I only recently heard about the concept of $\zeta$-regularization, which allows the evaluation of things like
$$\infty != \prod_{k=1}^\infty k = \sqrt{2\pi}$$
and
$$\infty \# = \prod_{k=1}^\infty p_k = 4\pi^2$$
where $n\#$ is a primorial, and $p_k$ is the $k$-th prime. (The expression for the infinite product of primes is proven here.) That got me wondering if, given a sequence of positive integers $m_k$ (e.g. the Fibonacci numbers or the central binomial coefficients), it is always possible to evaluate the infinite product
$$\prod_{k=1}^\infty m_k$$
in the $\zeta$-regularized sense. It would seem that this would require studying the convergence and the possibility of analytically continuing the corresponding Dirichlet series, but I am not too well-versed at these things.

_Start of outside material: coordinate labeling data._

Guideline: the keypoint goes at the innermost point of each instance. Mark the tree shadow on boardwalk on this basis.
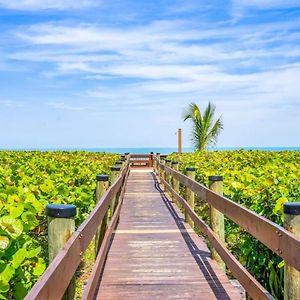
(201, 257)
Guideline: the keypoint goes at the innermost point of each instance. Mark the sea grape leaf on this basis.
(4, 242)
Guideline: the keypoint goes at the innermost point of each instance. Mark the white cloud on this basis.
(11, 104)
(64, 106)
(266, 4)
(46, 4)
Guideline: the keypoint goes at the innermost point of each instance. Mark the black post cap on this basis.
(115, 168)
(60, 210)
(215, 178)
(291, 208)
(191, 169)
(102, 177)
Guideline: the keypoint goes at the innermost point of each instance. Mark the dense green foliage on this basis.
(28, 181)
(204, 130)
(261, 181)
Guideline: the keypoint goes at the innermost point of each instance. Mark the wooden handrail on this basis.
(251, 285)
(53, 283)
(275, 237)
(91, 285)
(138, 159)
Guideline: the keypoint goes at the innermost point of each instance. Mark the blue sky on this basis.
(119, 73)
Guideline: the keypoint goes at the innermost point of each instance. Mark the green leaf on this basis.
(39, 267)
(18, 258)
(279, 205)
(20, 291)
(13, 226)
(16, 211)
(4, 287)
(281, 264)
(7, 274)
(4, 242)
(34, 252)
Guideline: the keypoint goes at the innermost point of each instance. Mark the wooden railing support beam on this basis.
(190, 196)
(217, 218)
(115, 173)
(101, 188)
(61, 226)
(291, 275)
(175, 183)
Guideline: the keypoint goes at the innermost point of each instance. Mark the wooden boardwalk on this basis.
(155, 255)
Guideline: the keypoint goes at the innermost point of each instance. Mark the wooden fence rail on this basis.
(141, 160)
(55, 280)
(275, 237)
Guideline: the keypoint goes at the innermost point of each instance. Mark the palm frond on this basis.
(204, 131)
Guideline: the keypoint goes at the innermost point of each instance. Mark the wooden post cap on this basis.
(101, 177)
(191, 169)
(60, 210)
(115, 168)
(215, 178)
(291, 208)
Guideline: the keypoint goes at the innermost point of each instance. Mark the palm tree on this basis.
(205, 130)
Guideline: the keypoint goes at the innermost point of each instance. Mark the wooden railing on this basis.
(276, 238)
(141, 160)
(57, 277)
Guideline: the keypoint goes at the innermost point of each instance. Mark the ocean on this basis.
(155, 150)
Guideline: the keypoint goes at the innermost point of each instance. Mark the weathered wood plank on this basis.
(155, 255)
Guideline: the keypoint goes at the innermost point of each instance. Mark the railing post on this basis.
(291, 275)
(167, 176)
(190, 196)
(115, 173)
(101, 187)
(151, 159)
(61, 226)
(120, 164)
(156, 169)
(217, 218)
(175, 183)
(127, 155)
(163, 174)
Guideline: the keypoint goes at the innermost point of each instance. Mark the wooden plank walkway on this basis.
(155, 255)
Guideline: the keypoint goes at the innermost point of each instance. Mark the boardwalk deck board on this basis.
(155, 255)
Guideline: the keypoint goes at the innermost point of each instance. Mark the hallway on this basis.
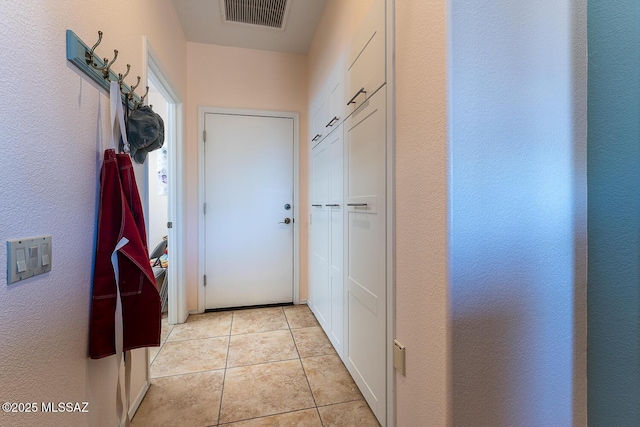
(254, 367)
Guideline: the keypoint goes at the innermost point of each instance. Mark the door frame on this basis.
(202, 110)
(177, 294)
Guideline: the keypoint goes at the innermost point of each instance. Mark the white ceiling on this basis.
(202, 23)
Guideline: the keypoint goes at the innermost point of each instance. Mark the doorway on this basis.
(164, 196)
(249, 198)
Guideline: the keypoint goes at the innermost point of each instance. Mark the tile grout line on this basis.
(224, 375)
(304, 370)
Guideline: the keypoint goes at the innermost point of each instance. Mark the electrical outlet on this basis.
(399, 357)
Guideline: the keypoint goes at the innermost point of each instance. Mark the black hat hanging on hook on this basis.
(146, 132)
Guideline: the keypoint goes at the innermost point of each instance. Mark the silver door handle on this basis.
(335, 119)
(353, 100)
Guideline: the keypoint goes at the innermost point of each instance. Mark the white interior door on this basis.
(248, 183)
(365, 186)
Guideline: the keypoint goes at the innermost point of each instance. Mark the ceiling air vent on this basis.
(263, 13)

If such a regularization is not always possible, what restrictions should be imposed on the $m_k$ for a regularized product to exist?
I'd love to read up on references for this subject. Thank you!

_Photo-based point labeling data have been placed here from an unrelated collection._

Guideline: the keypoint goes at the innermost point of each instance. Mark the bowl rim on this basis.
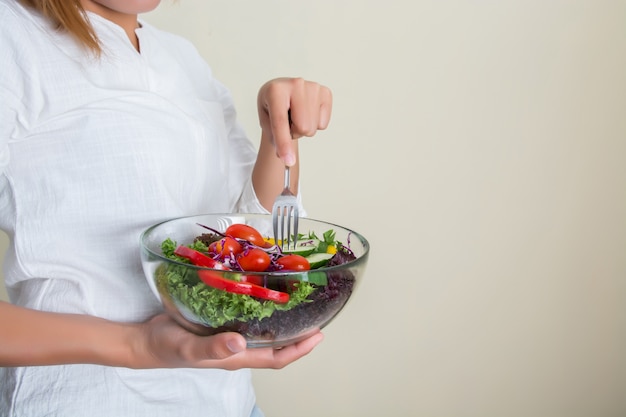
(160, 256)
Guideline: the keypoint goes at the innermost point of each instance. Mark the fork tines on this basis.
(285, 217)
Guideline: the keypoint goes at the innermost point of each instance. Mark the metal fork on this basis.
(285, 216)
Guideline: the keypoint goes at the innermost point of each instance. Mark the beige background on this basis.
(481, 147)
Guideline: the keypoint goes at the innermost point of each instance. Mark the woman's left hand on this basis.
(290, 108)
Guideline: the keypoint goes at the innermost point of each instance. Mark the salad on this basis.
(235, 294)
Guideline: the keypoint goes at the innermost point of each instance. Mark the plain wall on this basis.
(481, 147)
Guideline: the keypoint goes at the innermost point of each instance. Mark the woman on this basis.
(108, 125)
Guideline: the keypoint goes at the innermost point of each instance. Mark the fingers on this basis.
(266, 358)
(166, 344)
(290, 108)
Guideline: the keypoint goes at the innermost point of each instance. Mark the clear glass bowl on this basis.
(202, 309)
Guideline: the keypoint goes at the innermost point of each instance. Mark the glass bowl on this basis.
(316, 296)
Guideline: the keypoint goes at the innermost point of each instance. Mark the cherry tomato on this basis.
(213, 248)
(294, 262)
(254, 259)
(227, 246)
(246, 232)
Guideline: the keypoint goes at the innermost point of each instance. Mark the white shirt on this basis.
(92, 152)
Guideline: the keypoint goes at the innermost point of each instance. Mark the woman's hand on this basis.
(163, 343)
(290, 108)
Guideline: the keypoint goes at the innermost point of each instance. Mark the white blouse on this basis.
(93, 151)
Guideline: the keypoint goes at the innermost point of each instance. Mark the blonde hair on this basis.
(69, 15)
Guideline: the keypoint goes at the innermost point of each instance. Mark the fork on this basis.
(285, 216)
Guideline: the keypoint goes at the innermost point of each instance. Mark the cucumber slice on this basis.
(318, 260)
(304, 247)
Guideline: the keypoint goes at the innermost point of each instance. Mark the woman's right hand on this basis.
(38, 338)
(162, 343)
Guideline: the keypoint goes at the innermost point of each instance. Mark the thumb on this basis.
(219, 346)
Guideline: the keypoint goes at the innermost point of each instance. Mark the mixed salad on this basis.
(235, 295)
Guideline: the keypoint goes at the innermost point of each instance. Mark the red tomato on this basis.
(246, 232)
(227, 246)
(213, 248)
(294, 262)
(254, 259)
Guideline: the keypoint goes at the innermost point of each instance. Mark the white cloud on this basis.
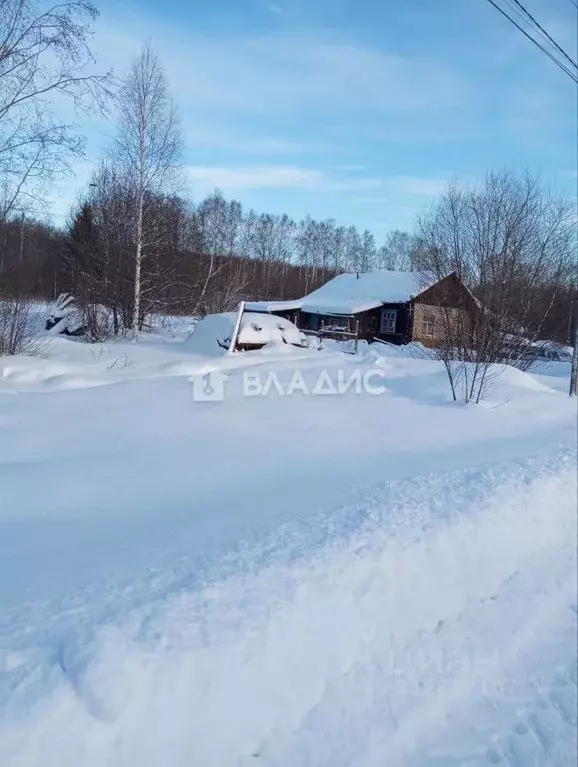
(207, 178)
(283, 74)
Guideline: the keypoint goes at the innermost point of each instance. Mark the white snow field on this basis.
(356, 579)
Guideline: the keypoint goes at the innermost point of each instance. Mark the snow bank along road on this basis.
(287, 581)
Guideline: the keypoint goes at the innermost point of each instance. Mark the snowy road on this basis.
(412, 603)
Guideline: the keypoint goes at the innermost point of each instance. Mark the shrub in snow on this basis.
(65, 317)
(18, 331)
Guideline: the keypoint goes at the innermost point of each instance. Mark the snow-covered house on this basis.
(398, 307)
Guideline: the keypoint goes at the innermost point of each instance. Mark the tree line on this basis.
(135, 245)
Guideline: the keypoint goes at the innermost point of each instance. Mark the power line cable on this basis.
(541, 28)
(556, 61)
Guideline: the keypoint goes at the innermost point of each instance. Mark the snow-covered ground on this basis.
(334, 580)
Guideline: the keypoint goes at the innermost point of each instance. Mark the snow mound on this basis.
(212, 335)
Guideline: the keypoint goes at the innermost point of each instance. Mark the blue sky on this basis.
(360, 111)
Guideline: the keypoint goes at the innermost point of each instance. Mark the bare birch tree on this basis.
(513, 244)
(148, 148)
(44, 53)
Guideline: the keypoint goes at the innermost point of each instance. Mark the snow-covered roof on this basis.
(273, 306)
(352, 293)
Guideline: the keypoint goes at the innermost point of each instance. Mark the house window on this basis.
(340, 323)
(388, 321)
(428, 325)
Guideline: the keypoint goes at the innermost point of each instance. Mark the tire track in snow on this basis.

The claim that $\operatorname{reg} \prod_{k=1}^\infty k = \sqrt{2\pi}$ looks misleading and wrong to me.
Definitely, $\prod_{k=1}^\infty k=\exp \sum_{k=1}^\infty \ln k$.

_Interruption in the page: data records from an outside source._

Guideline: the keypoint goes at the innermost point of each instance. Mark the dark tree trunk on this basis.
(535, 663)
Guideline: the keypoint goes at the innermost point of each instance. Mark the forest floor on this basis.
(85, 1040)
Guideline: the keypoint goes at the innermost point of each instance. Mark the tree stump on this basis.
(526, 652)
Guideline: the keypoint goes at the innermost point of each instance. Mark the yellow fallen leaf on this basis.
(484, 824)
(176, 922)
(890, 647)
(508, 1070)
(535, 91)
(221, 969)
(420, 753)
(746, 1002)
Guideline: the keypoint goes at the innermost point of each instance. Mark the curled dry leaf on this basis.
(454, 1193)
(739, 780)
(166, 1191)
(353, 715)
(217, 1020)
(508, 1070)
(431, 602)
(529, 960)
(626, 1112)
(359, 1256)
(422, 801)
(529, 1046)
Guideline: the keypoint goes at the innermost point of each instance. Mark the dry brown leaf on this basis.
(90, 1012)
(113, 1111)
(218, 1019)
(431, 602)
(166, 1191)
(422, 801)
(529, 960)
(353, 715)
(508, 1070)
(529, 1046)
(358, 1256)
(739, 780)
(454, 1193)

Also, definitely $\operatorname{reg}\sum_{k=1}^\infty \ln k=\ln \sqrt{2\pi}$
But exponent of the regularized value is not the same as the regularized value of exponent!
More honestly, the value $\sqrt{2\pi}$ corresponds not to the regularized (finite) value of the product, but to its hypermodulus as defined here. Hypermodulus is the exponent of the scalar finite part of the logarithm of the object.